A niche blog dedicated to the issues that arise when supplementary protection certificates (SPCs) extend patents beyond their normal life -- and to the respective positions of patent owners, investors, competitors and consumers. The blog also addresses wider issues that may be of interest or use to those involved in the extension of patent rights. You can email The SPC Blog here

Friday 25 April 2014

Fordham Report 2014: SPCs

"They have confused more than they have clarified", declared moderator Gonzalo Ulloa (Gómez-Acebo & Pombo, Madrid), amid general rumblings of assent from the audience, when referring to the recent decisions of the Court of Justice of the European Union (CJEU) on Supplementary Protection Certificates. The occasion was a dedicated session at this year's Fordham IP Conference (programme here).

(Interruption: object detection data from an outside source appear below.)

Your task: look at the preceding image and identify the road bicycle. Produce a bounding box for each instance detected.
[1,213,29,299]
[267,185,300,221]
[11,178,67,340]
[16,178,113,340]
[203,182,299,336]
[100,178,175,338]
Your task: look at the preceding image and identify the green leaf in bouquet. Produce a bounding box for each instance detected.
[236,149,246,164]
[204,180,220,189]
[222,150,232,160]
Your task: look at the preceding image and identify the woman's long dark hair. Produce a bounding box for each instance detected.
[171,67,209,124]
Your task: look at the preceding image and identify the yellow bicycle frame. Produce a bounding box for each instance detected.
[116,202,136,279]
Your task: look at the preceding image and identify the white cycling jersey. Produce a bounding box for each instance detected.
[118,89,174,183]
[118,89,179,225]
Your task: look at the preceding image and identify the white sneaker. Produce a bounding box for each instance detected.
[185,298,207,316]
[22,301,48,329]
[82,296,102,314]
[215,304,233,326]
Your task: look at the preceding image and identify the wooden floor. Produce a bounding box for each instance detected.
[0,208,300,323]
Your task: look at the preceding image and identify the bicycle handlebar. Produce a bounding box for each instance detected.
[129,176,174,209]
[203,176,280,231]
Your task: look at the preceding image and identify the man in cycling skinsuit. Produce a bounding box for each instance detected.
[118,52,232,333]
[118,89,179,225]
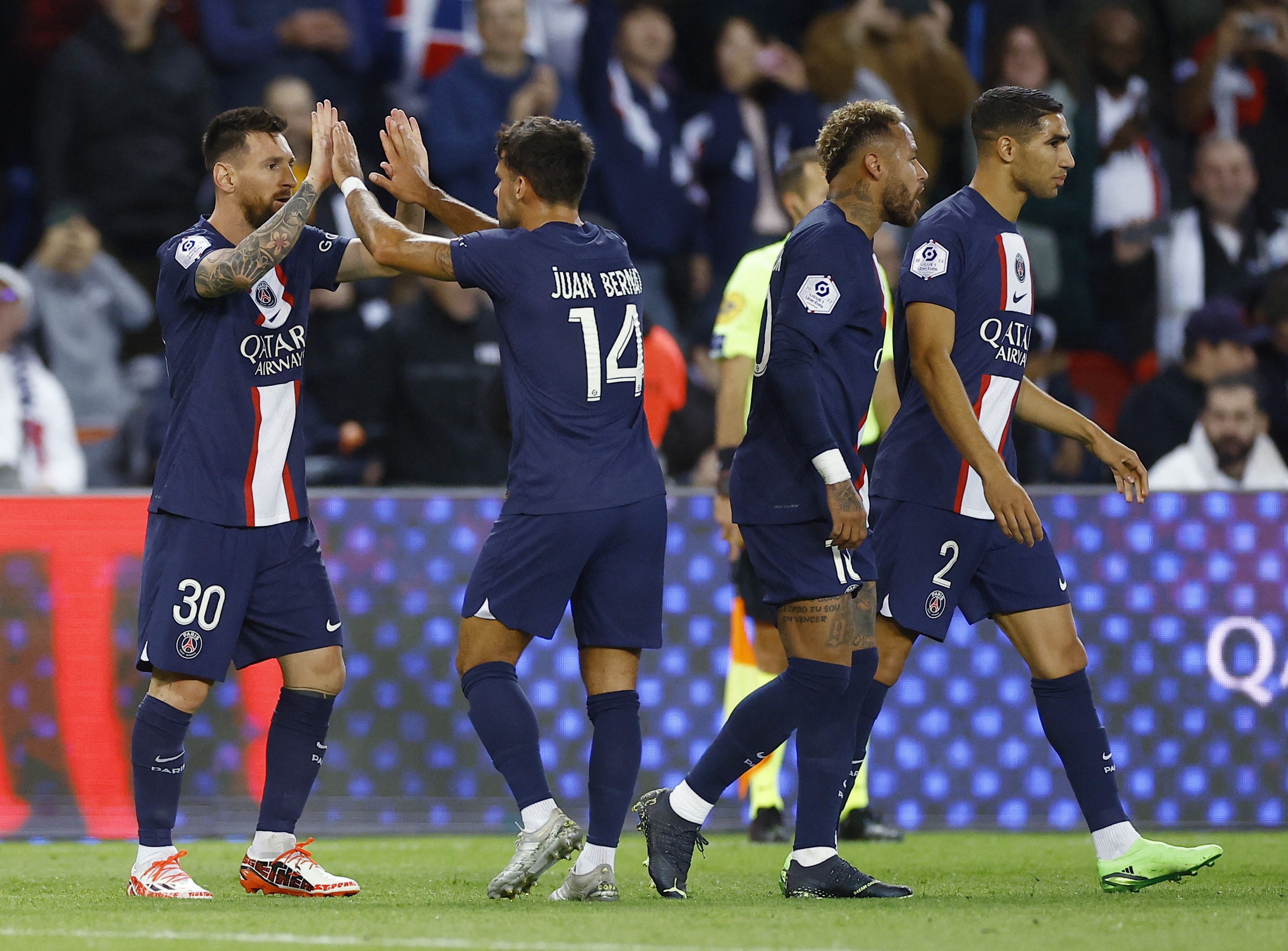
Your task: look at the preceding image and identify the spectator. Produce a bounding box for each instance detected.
[36,0,215,281]
[0,264,85,492]
[1118,298,1265,468]
[367,277,507,486]
[26,215,152,488]
[422,0,582,211]
[1149,376,1288,492]
[198,0,371,115]
[1256,268,1288,455]
[682,17,822,341]
[1175,0,1288,210]
[1154,137,1288,364]
[979,25,1099,348]
[1087,4,1170,364]
[581,0,698,334]
[801,0,979,189]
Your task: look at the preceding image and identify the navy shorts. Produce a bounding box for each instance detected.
[738,518,877,608]
[732,548,778,626]
[135,511,340,680]
[461,495,666,649]
[872,499,1069,641]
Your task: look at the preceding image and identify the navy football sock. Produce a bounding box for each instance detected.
[130,695,192,847]
[841,680,890,809]
[586,691,641,848]
[1032,670,1127,833]
[255,687,335,834]
[461,661,554,809]
[792,647,877,849]
[685,657,850,803]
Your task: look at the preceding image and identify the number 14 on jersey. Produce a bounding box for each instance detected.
[568,304,644,403]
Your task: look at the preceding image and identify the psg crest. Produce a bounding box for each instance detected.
[174,630,201,660]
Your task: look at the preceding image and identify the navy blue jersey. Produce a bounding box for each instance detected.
[452,222,666,515]
[729,201,885,524]
[872,187,1033,518]
[148,218,348,526]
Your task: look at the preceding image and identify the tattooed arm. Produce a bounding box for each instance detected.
[332,122,456,281]
[196,179,318,298]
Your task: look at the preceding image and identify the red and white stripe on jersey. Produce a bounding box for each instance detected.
[953,373,1020,518]
[997,231,1033,313]
[250,264,295,330]
[854,409,883,511]
[246,380,300,528]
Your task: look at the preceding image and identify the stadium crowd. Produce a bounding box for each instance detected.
[0,0,1288,491]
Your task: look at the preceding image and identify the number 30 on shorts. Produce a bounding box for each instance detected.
[171,578,224,630]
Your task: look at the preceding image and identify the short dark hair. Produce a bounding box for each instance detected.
[774,146,819,201]
[970,86,1064,147]
[496,116,595,207]
[201,105,286,171]
[815,99,903,182]
[1203,373,1261,410]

Brian Cordery (Bristows, London) spoke first: SPCs continue to be a hot topic in Europe, he explained. 2013 witnessed several further referrals to the CJEU and several more rulings have emerged. While it is possible to pick out a line of logic in the decisions, his theme was that much uncertainty remains and that the recent rulings have arguably confused as much as they have clarified. Brian offered a rapid, condensed review of the recent case-law, focusing closely on Eli Lilly v HGS (Tabalumab), a case that is coming back to Mr Justice Warren next week.

Rian Kalden (Court of Appeal of The Hague, The Hague) spoke next, addressing Actavis v Sanofi and whether you can obtain more than one SPC per patent. Georgetown indicated that it was possible to get two SPCs where the basic patent protected both combination products as well as the underlying product, making three in all.  Jürgen Dressel (Novartis Pharma AG, Basel) then offered an update on second medical use. He explained that legislators and courts in all developed countries have recognized both the value and the patentability of innovation stemming from clinical research. Jürgen's conclusion was that only now -- and very slowly -- have patent offices and courts began to learn how to deal with clinical inventions in a way that is fair to all stakeholders. Further stimulation of such important innovation business certainty and therefore a globally harmonized approach to patentability requirements and enforcement are thus of utmost importance.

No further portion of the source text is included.